Thomaub's Blog

TIL: Hyperparameter Tuning with Ray Tune

Hyperparameter Tuning with Ray Tune

Today I learned how to efficiently optimize hyperparameters for machine learning models using Ray Tune, a powerful library for distributed hyperparameter tuning.

Why Ray Tune?

After struggling with manual hyperparameter tuning and grid search approaches that took days to complete, I discovered Ray Tune, which offers several advantages:

  1. Distributed execution: Parallelizes trials across CPU cores and machines
  2. Early stopping: Automatically terminates underperforming trials
  3. Advanced search algorithms: Bayesian optimization, HyperBand, and more
  4. Resource management: Efficiently allocates CPU/GPU resources
  5. Integration: Works with PyTorch, TensorFlow, scikit-learn, and more

Key Components

Search Space Definition

Ray Tune supports various sampling methods for defining hyperparameter search spaces:

search_space = {
    'lr': tune.loguniform(1e-4, 1e-1),              # Log-uniform distribution
    'hidden_units': tune.choice([64, 128, 256, 512]), # Discrete choices
    'dropout': tune.uniform(0.1, 0.5),               # Uniform distribution
    'activation': tune.grid_search(['relu', 'tanh'])  # Grid search these values
}

Search Algorithms

Ray Tune integrates with various optimization libraries:

  1. Bayesian Optimization (via HyperOpt): Builds a probabilistic model of the objective function
  2. Population-Based Training: Evolves a population of models via genetic algorithm principles
  3. HyperBand/ASHA: Efficiently allocates resources to promising configurations

Schedulers for Early Stopping

Schedulers determine which trials should be terminated early:

from ray.tune.schedulers import ASHAScheduler

scheduler = ASHAScheduler(
    metric='val_loss',
    mode='min',
    max_t=100,      # Maximum number of training iterations
    grace_period=10, # Minimum iterations before stopping
    reduction_factor=2
)

Complete Example

Here’s how I implemented a complete hyperparameter tuning workflow:

import ray
from ray import tune
from ray.tune.schedulers import ASHAScheduler

# Define the objective function
def objective(config):
    # Create and train model with the hyperparameters in config
    model = create_model(
        learning_rate=config['lr'],
        hidden_units=config['hidden_units'],
        dropout=config['dropout']
    )

    # Train and evaluate
    for epoch in range(10):
        train_loss = train_epoch(model)
        val_loss = validate(model)

        # Report metrics to Ray Tune
        tune.report(loss=val_loss, training_loss=train_loss)
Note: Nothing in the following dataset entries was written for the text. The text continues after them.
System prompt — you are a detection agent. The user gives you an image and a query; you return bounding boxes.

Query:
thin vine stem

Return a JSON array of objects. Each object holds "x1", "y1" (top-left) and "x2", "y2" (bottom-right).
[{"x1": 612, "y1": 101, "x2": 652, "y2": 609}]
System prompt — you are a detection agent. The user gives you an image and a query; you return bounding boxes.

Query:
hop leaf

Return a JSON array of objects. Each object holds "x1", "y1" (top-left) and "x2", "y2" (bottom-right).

# Run hyperparameter search
result = tune.run(
    objective,
    config=search_space,
    scheduler=ASHAScheduler(metric='loss', mode='min'),
    num_samples=50
)

# Get best configuration
best_config = result.get_best_config(metric='loss', mode='min')

Using Ray Tune reduced my hyperparameter optimization time from days to hours while finding better configurations than my manual tuning efforts. The early stopping feature alone saved approximately 70% of computation time by terminating unpromising trials.